Mrs Splash, who, unfortunately, is one of those Northern lefty types who remains staunchly pro-social welfare – no matter how many electric shock treatments she goes through – hypothethised the idea that Letwin was talking out of his stinky ring.  “But surely this will increase stress in the job and make more people ill,” she blustered one day to me as I was reading the illustrated copy of Mein Bumfluff (Hitler’s less successful follow up to Mein Kampf which mainly involved ruminations on his Gentleman’s Butler’s entrance.)  “Surely people should be encouraged in their jobs and not be terrified whilst within them.  If you make everyone scared productivity may increase in the short term but staff turnover is more likely due to stress related injury, therefore in the long term productivity goes down as through-job skills suffers.  And not only that, Oliver Letwin is a total and utter arsehole spewing out witless drivel-related toss from a privileged position of authority nobody really elected him into in the first place anyway.  The tosser.”

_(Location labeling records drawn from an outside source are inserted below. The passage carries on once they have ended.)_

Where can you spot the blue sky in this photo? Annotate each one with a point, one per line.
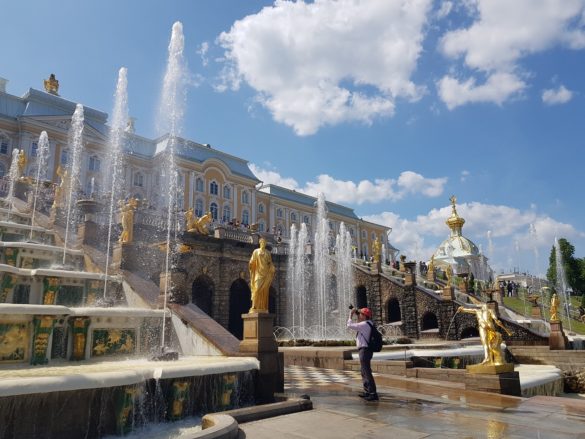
(386, 106)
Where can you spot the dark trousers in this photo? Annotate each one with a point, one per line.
(366, 370)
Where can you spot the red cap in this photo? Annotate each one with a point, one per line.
(367, 312)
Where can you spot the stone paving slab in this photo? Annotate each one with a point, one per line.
(420, 410)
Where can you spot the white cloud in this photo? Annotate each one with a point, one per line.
(560, 95)
(497, 89)
(503, 32)
(509, 226)
(445, 10)
(364, 191)
(309, 64)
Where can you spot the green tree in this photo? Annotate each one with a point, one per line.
(573, 267)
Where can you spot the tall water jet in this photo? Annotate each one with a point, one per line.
(115, 156)
(171, 117)
(13, 176)
(76, 144)
(42, 158)
(344, 275)
(561, 283)
(321, 264)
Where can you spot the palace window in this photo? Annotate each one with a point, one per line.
(213, 188)
(138, 179)
(94, 163)
(199, 207)
(213, 210)
(227, 213)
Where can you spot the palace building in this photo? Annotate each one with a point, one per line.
(211, 180)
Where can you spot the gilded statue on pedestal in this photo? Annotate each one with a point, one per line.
(51, 85)
(554, 308)
(491, 339)
(21, 163)
(261, 275)
(376, 250)
(195, 224)
(127, 211)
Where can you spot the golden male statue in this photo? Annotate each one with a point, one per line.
(491, 339)
(261, 275)
(554, 308)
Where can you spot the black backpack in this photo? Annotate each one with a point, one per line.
(375, 343)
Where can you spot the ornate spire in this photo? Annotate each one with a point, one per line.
(455, 222)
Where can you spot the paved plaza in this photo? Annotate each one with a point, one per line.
(415, 409)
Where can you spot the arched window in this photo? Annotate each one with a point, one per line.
(213, 210)
(94, 163)
(199, 207)
(64, 156)
(138, 179)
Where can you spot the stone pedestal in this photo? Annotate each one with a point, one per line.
(259, 342)
(557, 339)
(448, 293)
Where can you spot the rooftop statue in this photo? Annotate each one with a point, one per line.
(491, 339)
(261, 275)
(197, 224)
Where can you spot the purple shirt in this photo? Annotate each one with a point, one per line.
(364, 331)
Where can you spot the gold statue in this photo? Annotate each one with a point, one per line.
(376, 250)
(62, 188)
(490, 338)
(196, 224)
(128, 220)
(554, 308)
(52, 85)
(261, 275)
(21, 162)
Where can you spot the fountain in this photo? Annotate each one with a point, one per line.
(320, 289)
(71, 368)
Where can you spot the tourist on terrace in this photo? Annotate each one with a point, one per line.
(364, 330)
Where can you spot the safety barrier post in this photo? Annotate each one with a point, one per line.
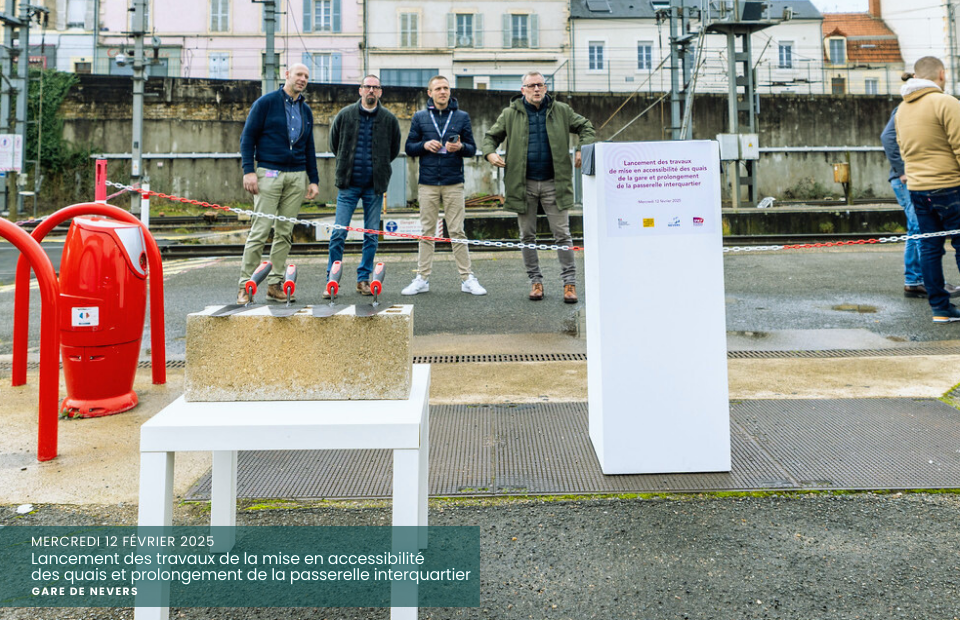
(32, 255)
(21, 300)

I think what she was trying to say was she didn’t agree with his statement, and was even more concerned that his statement may become official Conservative policy.  I pointed out to her that it already was the unofficial policy of this ruling monocracy, and that our glorious leader has already started to kick away the crutches of the welfare state that inhibit private business so much.  After all, a greater, more Englandy England can rise from the ashes of what was once a place where northern types could exist in the hallowed halls of Parliament when they should have been up the chimneys or being used as footstools.  Let’s face it, under this Conservative Reich we’re already diminishing the effects of the so called ‘national’ health service, demonising the public sector as the work shy layabouts we always suspected they were, destroying the very foundation of the educational system which was teaching far too many people from the more impecuinious backgrounds that they deserved access to knowledge, cutting back on probation and police so more ruffians can stalk the street nicking old ladies’ underpants and selling disco biscuits to single mothers on crack, and generally laying the foundation for enough discourse and strife in everyday life that the general pleb on the toilet will buckle under our Teutonic will and call for the institution of a totalitarian state, and then finally, FINALLY, we can legalise fox hunting again and then maybe I’ll get a chance to put a load of buckshot up Johnny Fox’s bumhole!

But life isn’t all about laughs.  Quite frankly I see nothing wrong with the promotion of big business over anything else ever in the whole wide world whilst destroying the public sector through fear and misery.  They’ve had it their own way for far too long anyway, what with all this ‘helping people’ malarkey.  The only people they’re helping are those who can’t afford to buy my chemical weapons, and quite frankly that’s not on.  And if Mrs Splash disagrees then we can go and indulge in some perfectly natural conjugal rights which don’t involve dressing me up as a gibbon and then nailing my testicles to the wall.

Editor’s Note:  Brigadier Richard Splash is clinically insane.